Revenge porn : que faire en cas de cyberharcèlement sexuel ?

Pendant le confinement, le harcèlement en ligne fait davantage de victimes. Revenge porn, "Ficha", Sexting ou encore Slut-Shaming prennent des dimensions inquiétantes sur les réseaux sociaux. Comment agir si son ado en est victime ? Réponses d'experts.

Revenge porn : que faire en cas de cyberharcèlement sexuel ?
© Stokkete - 123RF

Mise à jour du 30 avril à 13h30]. Les chiffres du cyberharcèlement sont malheureusement éloquents en cette période de confinement... Selon l'association E-enfance, les comptes "ficha" se multiplient. Les jeunes n'hésitent pas à publier des photos dénudées, sans le consentement de la personne pour 'l'afficher" en public. L'association reçoit actuellement plus de 350 appels par semaine sur la ligne nationale NET Ecoute en ce qui concerne le cyberharcèlement. 20% de ces appels, liés majoritairement à ces comptes "Ficha", aboutissent à un signalement alors qu'ils n'étaient que 10% avant la crise sanitaire. Une situation qui inquiète le gouvernement et a amené la secrétaire d'Etat à l'Egalité entre les femmes et les hommes à taper du poing sur la table. "Ces images sont constitutives de revenge porn (utiliser à votre insu des photos intimes), puni de 2 ans de prison et 60 000 euros d'amende", a expliqué Maître Eric Morain, un proche de Marlène Schiappa sur Twitter. En effet, ce que l'on appelle le Revenge Porn est un acte de plus en plus présent ces dernières années, notamment avec l'émergence des réseaux sociaux. Les jeunes étant équipés de plus en plus tôt de smartphones ou de tablettes numériques, "il faut donc se préoccuper de ce qu'ils font avec ces outils", avertit le psychiatre Serge Tisseron*. "Les réseaux sociaux sont un terrain de jeu propice au cyberharcèlement, qu'il soit à caractère sexuel ou pas", précise l'expert. Alors comment identifier le cyberharcèlement sexuel et comment sensibiliser les jeunes ? Que faire si son enfant ou ado en est victime ? Réponses. 
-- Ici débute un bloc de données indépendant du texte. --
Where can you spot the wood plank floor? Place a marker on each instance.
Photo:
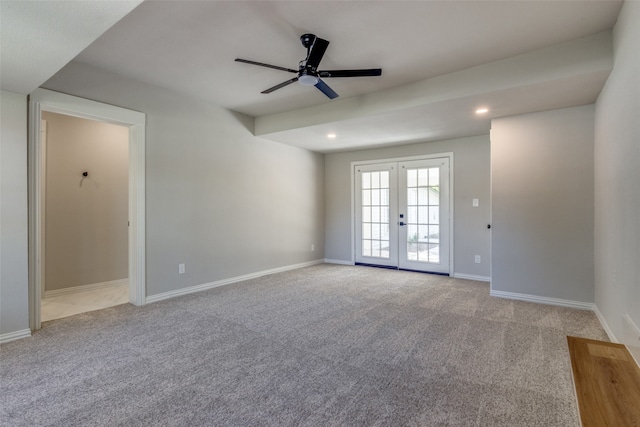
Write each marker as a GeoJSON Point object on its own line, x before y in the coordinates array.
{"type": "Point", "coordinates": [80, 302]}
{"type": "Point", "coordinates": [607, 382]}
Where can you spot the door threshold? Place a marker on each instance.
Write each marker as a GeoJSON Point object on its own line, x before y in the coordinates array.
{"type": "Point", "coordinates": [391, 267]}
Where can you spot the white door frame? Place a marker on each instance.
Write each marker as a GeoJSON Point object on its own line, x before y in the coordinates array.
{"type": "Point", "coordinates": [44, 100]}
{"type": "Point", "coordinates": [354, 164]}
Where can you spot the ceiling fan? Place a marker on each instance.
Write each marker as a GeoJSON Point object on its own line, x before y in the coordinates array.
{"type": "Point", "coordinates": [308, 73]}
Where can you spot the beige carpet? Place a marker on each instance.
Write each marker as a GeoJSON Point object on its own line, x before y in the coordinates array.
{"type": "Point", "coordinates": [322, 346]}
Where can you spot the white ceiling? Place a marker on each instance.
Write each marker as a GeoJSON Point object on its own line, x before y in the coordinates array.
{"type": "Point", "coordinates": [438, 60]}
{"type": "Point", "coordinates": [38, 38]}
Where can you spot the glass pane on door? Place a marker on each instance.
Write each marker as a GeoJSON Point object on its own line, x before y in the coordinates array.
{"type": "Point", "coordinates": [423, 208]}
{"type": "Point", "coordinates": [375, 214]}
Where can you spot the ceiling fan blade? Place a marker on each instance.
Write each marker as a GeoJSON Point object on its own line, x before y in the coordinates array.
{"type": "Point", "coordinates": [372, 72]}
{"type": "Point", "coordinates": [281, 85]}
{"type": "Point", "coordinates": [324, 88]}
{"type": "Point", "coordinates": [275, 67]}
{"type": "Point", "coordinates": [316, 52]}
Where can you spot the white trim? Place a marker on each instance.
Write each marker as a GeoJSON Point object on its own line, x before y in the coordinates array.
{"type": "Point", "coordinates": [447, 154]}
{"type": "Point", "coordinates": [631, 335]}
{"type": "Point", "coordinates": [44, 100]}
{"type": "Point", "coordinates": [604, 324]}
{"type": "Point", "coordinates": [544, 300]}
{"type": "Point", "coordinates": [12, 336]}
{"type": "Point", "coordinates": [471, 277]}
{"type": "Point", "coordinates": [84, 288]}
{"type": "Point", "coordinates": [229, 281]}
{"type": "Point", "coordinates": [338, 261]}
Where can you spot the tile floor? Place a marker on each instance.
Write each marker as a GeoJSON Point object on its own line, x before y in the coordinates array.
{"type": "Point", "coordinates": [83, 301]}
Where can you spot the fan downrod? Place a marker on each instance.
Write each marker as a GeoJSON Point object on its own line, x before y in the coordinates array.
{"type": "Point", "coordinates": [307, 40]}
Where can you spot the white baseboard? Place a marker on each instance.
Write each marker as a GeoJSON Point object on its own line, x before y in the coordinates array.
{"type": "Point", "coordinates": [338, 261]}
{"type": "Point", "coordinates": [544, 300]}
{"type": "Point", "coordinates": [83, 288]}
{"type": "Point", "coordinates": [471, 277]}
{"type": "Point", "coordinates": [12, 336]}
{"type": "Point", "coordinates": [224, 282]}
{"type": "Point", "coordinates": [631, 337]}
{"type": "Point", "coordinates": [604, 324]}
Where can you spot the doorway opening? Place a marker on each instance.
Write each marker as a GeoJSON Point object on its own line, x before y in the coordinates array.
{"type": "Point", "coordinates": [41, 103]}
{"type": "Point", "coordinates": [85, 223]}
{"type": "Point", "coordinates": [403, 213]}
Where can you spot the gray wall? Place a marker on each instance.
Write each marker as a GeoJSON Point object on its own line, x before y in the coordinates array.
{"type": "Point", "coordinates": [471, 180]}
{"type": "Point", "coordinates": [218, 199]}
{"type": "Point", "coordinates": [617, 181]}
{"type": "Point", "coordinates": [14, 313]}
{"type": "Point", "coordinates": [542, 204]}
{"type": "Point", "coordinates": [86, 233]}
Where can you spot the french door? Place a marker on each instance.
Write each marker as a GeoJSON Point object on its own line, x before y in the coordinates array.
{"type": "Point", "coordinates": [402, 214]}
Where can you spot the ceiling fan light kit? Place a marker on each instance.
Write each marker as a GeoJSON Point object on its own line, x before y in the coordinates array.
{"type": "Point", "coordinates": [308, 73]}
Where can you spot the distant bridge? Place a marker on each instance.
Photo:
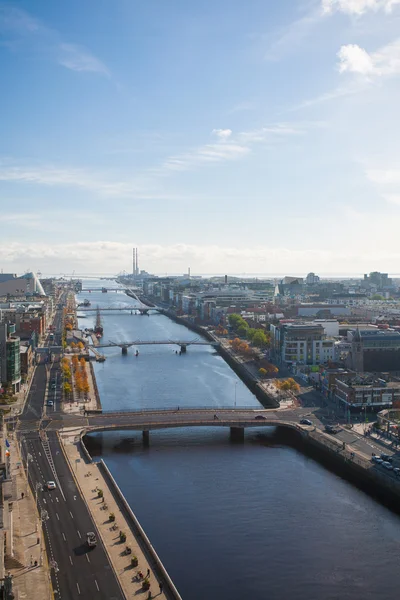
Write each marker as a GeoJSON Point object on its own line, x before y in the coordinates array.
{"type": "Point", "coordinates": [119, 308]}
{"type": "Point", "coordinates": [183, 344]}
{"type": "Point", "coordinates": [236, 418]}
{"type": "Point", "coordinates": [103, 289]}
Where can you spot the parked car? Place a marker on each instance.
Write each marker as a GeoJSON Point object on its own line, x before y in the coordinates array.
{"type": "Point", "coordinates": [331, 429]}
{"type": "Point", "coordinates": [91, 539]}
{"type": "Point", "coordinates": [387, 465]}
{"type": "Point", "coordinates": [387, 458]}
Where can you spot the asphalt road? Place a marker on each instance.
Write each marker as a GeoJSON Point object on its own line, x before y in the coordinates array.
{"type": "Point", "coordinates": [76, 570]}
{"type": "Point", "coordinates": [80, 571]}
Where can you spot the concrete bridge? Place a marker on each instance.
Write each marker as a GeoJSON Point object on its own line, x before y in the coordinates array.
{"type": "Point", "coordinates": [143, 309]}
{"type": "Point", "coordinates": [237, 419]}
{"type": "Point", "coordinates": [183, 344]}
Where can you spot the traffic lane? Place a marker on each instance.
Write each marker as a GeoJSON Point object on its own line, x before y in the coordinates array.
{"type": "Point", "coordinates": [98, 563]}
{"type": "Point", "coordinates": [36, 395]}
{"type": "Point", "coordinates": [60, 545]}
{"type": "Point", "coordinates": [365, 445]}
{"type": "Point", "coordinates": [82, 571]}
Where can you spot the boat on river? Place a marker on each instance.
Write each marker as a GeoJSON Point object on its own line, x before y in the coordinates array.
{"type": "Point", "coordinates": [98, 328]}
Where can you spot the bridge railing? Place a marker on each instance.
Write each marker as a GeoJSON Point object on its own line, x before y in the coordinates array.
{"type": "Point", "coordinates": [182, 409]}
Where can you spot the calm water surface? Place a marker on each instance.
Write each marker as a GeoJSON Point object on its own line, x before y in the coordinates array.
{"type": "Point", "coordinates": [258, 520]}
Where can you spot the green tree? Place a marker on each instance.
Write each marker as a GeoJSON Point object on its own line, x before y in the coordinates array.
{"type": "Point", "coordinates": [259, 339]}
{"type": "Point", "coordinates": [251, 333]}
{"type": "Point", "coordinates": [233, 319]}
{"type": "Point", "coordinates": [242, 330]}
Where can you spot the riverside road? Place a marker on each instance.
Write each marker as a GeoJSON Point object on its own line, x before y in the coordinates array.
{"type": "Point", "coordinates": [75, 570]}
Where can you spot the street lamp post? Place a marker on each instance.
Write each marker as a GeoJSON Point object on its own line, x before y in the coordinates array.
{"type": "Point", "coordinates": [38, 486]}
{"type": "Point", "coordinates": [44, 515]}
{"type": "Point", "coordinates": [29, 458]}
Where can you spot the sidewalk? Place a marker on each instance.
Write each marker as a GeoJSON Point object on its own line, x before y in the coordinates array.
{"type": "Point", "coordinates": [89, 477]}
{"type": "Point", "coordinates": [78, 404]}
{"type": "Point", "coordinates": [28, 580]}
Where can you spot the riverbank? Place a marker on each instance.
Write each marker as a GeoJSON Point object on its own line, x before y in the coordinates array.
{"type": "Point", "coordinates": [266, 398]}
{"type": "Point", "coordinates": [92, 477]}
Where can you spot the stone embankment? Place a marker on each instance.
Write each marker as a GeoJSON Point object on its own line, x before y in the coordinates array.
{"type": "Point", "coordinates": [252, 382]}
{"type": "Point", "coordinates": [114, 518]}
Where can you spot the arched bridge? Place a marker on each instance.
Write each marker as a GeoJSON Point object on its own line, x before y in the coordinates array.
{"type": "Point", "coordinates": [183, 344]}
{"type": "Point", "coordinates": [237, 419]}
{"type": "Point", "coordinates": [142, 309]}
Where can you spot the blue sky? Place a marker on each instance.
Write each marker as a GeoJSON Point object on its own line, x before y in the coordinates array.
{"type": "Point", "coordinates": [228, 136]}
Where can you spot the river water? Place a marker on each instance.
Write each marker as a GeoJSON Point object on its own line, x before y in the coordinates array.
{"type": "Point", "coordinates": [258, 520]}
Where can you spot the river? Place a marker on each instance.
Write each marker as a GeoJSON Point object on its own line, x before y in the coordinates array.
{"type": "Point", "coordinates": [258, 520]}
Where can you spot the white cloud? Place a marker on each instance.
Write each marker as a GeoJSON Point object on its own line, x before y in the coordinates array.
{"type": "Point", "coordinates": [357, 7]}
{"type": "Point", "coordinates": [384, 62]}
{"type": "Point", "coordinates": [113, 257]}
{"type": "Point", "coordinates": [37, 37]}
{"type": "Point", "coordinates": [223, 134]}
{"type": "Point", "coordinates": [224, 150]}
{"type": "Point", "coordinates": [77, 58]}
{"type": "Point", "coordinates": [355, 60]}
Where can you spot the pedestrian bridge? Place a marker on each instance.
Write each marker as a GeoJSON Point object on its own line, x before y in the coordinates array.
{"type": "Point", "coordinates": [183, 344]}
{"type": "Point", "coordinates": [237, 419]}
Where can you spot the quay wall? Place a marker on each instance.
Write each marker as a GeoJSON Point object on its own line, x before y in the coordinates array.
{"type": "Point", "coordinates": [240, 369]}
{"type": "Point", "coordinates": [96, 389]}
{"type": "Point", "coordinates": [352, 466]}
{"type": "Point", "coordinates": [161, 571]}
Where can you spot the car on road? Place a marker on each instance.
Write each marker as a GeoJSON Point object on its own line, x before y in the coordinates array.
{"type": "Point", "coordinates": [331, 429]}
{"type": "Point", "coordinates": [387, 458]}
{"type": "Point", "coordinates": [91, 539]}
{"type": "Point", "coordinates": [387, 465]}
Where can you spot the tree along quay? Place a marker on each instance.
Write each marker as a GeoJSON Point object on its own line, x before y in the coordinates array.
{"type": "Point", "coordinates": [239, 368]}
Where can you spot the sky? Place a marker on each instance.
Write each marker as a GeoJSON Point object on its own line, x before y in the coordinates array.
{"type": "Point", "coordinates": [221, 135]}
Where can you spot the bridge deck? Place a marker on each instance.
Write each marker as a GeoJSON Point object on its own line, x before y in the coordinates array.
{"type": "Point", "coordinates": [157, 343]}
{"type": "Point", "coordinates": [229, 417]}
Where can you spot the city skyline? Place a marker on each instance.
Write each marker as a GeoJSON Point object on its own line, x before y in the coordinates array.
{"type": "Point", "coordinates": [226, 140]}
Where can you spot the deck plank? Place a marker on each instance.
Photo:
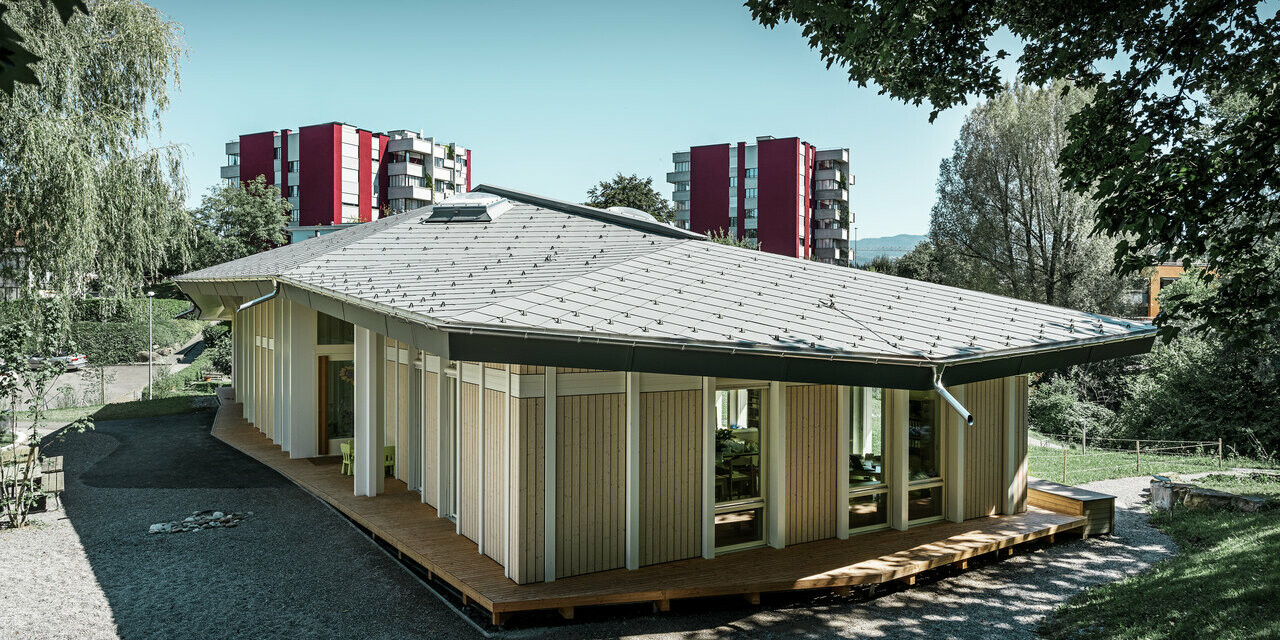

Cyberharcèlement : que dit la loi ? 

Diffuser des photos ou des vidéos à caractère sexuel sans l'avis de la personne concernée est puni par la loi. Depuis l'adoption en 2016 de la loi "Pour une République numérique", le "revenge porn" ou la "pornodivulgation" sont des pratiques passibles de deux ans d'emprisonnement et de 60 000 euros d'amende, selon l'article 226-2-1 du Code pénal. Par ailleurs, les personnes qui envoient des des photos ou des films pornographiques à des jeunes de moins de 16 ans se rendent coupables de diffusion de contenus pornographiques et sont passibles de sanctions pénales. A partir du moment où l'enfant ou l'ado partage ce type de contenus mettant en scène d'autres personnes, il devient à son tour harceleur. Selon la loi 2014-873 du Code pénal du 4 août 2014, le cyberharcèlement est puni d'un an d'emprisonnement et de 15 000 euros d'amende. Il est puni de deux ans d'emprisonnement et de 30 000 euros d'amende lorsque ces faits sont commis sur un mineur de moins de 15 ans.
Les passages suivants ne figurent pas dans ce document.